Eight years ago this week the Howard Government (with the full-throated support of the Australian Labor Party) banned gay marriage in Australia and recognising marriages solemnised overseas. In Melbourne today, one of the gay-rights movement’s most prominent campaigners, Doug Pollard, gave this amazing speech to remind us why it is we fight.
When I was asked to speak today, I asked myself – what can there possibly be left to say about marriage equality? Why do we have to keep marching and lobbying and speaking, year after year, for eight years now, even though 2/3rds of Australians now support us.
I mean, why are we still here?
We’re here for equal marriage, obviously, but what does that mean, exactly? What’s so special about marriage that it has become our number one issue, for so long? It wasn’t always. It’s been a very long road from when I first joined a gay organisation, in England, back in 1970.
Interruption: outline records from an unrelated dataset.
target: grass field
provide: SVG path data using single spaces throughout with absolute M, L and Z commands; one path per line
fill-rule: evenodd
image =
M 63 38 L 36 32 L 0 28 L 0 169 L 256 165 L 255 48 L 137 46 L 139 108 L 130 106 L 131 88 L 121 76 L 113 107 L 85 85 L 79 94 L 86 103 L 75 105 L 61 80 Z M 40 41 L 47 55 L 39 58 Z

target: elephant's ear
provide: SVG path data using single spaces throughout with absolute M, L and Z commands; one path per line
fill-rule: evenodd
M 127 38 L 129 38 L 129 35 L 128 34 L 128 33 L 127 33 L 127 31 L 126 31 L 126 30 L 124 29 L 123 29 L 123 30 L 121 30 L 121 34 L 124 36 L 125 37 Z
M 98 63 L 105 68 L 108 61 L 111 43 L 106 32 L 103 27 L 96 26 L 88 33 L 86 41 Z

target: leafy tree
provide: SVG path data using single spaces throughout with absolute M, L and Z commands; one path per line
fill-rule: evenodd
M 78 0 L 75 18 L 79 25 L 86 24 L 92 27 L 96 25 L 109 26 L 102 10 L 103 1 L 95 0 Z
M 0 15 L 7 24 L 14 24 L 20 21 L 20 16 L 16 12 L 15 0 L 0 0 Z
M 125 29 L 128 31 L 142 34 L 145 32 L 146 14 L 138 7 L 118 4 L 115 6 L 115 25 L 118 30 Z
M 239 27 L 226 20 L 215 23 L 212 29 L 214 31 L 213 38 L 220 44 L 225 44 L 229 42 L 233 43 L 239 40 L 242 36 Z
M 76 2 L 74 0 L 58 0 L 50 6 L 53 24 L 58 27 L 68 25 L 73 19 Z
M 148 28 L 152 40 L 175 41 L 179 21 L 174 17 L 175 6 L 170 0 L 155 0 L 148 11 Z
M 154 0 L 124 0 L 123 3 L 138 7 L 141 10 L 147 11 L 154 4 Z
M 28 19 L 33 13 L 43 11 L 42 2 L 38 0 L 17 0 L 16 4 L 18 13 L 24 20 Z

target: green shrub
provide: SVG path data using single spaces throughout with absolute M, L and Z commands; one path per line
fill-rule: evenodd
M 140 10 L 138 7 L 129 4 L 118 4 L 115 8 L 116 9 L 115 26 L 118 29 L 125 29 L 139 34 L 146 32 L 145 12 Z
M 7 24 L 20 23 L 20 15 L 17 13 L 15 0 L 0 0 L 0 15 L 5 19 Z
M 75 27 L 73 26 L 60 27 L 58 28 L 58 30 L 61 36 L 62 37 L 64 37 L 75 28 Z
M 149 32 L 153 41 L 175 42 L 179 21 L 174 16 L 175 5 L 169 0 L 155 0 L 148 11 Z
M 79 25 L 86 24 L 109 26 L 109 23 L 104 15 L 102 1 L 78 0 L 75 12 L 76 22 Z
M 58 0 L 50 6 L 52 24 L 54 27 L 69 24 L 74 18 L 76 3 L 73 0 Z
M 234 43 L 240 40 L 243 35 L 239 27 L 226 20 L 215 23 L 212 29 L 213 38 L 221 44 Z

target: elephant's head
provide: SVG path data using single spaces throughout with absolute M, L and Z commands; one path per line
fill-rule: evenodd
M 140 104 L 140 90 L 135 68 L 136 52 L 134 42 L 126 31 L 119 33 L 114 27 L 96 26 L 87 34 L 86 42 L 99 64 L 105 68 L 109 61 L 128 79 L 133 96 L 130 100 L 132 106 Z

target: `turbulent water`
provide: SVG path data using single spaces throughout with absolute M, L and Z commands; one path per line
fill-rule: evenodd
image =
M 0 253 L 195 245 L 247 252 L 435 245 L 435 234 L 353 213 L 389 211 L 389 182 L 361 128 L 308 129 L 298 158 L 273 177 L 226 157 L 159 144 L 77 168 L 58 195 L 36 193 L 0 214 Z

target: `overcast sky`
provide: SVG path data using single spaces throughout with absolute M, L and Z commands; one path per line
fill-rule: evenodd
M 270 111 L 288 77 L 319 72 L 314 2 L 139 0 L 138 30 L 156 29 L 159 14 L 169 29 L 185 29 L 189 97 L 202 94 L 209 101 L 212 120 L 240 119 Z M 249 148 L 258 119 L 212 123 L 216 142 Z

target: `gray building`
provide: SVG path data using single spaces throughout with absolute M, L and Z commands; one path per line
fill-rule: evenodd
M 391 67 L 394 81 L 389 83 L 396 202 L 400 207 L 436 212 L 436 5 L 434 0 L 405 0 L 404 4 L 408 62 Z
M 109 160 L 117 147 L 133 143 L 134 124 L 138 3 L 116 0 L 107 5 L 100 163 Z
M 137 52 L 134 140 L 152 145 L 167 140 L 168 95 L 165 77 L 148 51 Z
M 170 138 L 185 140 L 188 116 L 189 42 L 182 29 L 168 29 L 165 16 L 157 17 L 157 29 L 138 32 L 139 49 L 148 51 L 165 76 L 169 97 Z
Back then, if you had told me that forty-odd years later I would be spending my time arguing and lobbying and marching for the right to get married, I would have fallen on the floor laughing. I didn’t understand, back then, what it would mean. To be able to marry my partner. It’s taken a while, but now, I think I do. It’s to do with permanence. It’s to do with continuity. Above all, it is for our protection, now and into the future.
Because one thing I have noticed through the years. Overall there has been progress. But there have been many times when rights we thought we had won, have been eroded, or ignored, or outright taken away, by a change in the political environment, a change of government. It happened in England under Margaret Thatcher. It happened in California, with Proposition 8. And it’s happening right now in Queensland. Rights we thought we had won, are being taken away again. And that makes marriage a much more important and profound right than any other we claim. Which is why we must not for one instant cease to fight for it, and, once we’ve got it, to keep it.
Because the other thing I have learned is that, because we are a minority, the moment we relax, the moment we drop our guard, someone will attack. Someone will try to stuff us back into the closet – or worse. So the fight for gay rights is one that will never be over. But marriage is not just a right in itself: it is a powerful weapon in that fight. Marriage is not just about finding a partner to make a life with. Marriage is about binding together two families. But it’s a lot more. It is about binding together a whole society into one fabric.
Marriage equality is about adding our colourful rainbow threads to the web that marriage weaves throughout all society, the web of parents, uncles, grandparents, cousins, nephews and nieces, through the generations. Outside that web, as single threads, we are easily snapped. But woven into the fabric, we are strong, supported and protected.
In the past, each new generation of glbtiq folk who came along more or less had to invent a life for themselves from nothing. And we’ve done pretty well at it, for a people who could be jailed for being themselves when I was a teenager. But this web we have built is fragile. Organisations, like the ALSO Foundation, that was meant to help us in our old age, collapse. Volunteers burn out. Governments withdraw funding, as Campbell Newman has done in Queensland. Or just stop listening to advice from our community.
Yes, Mr Baillieu, I’m talking about you and the Ministerial Advisory Committees on Justice and Health that used to operate in Victoria.
Each new generation has had to fight afresh, build a new web, learn again. Because without marriage, each generation stands alone. But marriage binds the generations together. Once we marry and have children, we have a web which transmits knowledge and skills from father to daughter, mother to son, no matter what their sexuality or gender, regardless of who is in power, regardless of what organisations come and go. An integral part of every family in the country. No one will ever be able to stuff us back in a closet again, or take away our rights without one hell of a fight, because all our relatives will be fighting with us.
That’s why we’re still here at these rallies. That’s why we march, and lobby.
And that’s why above all else, we need equal marriage now.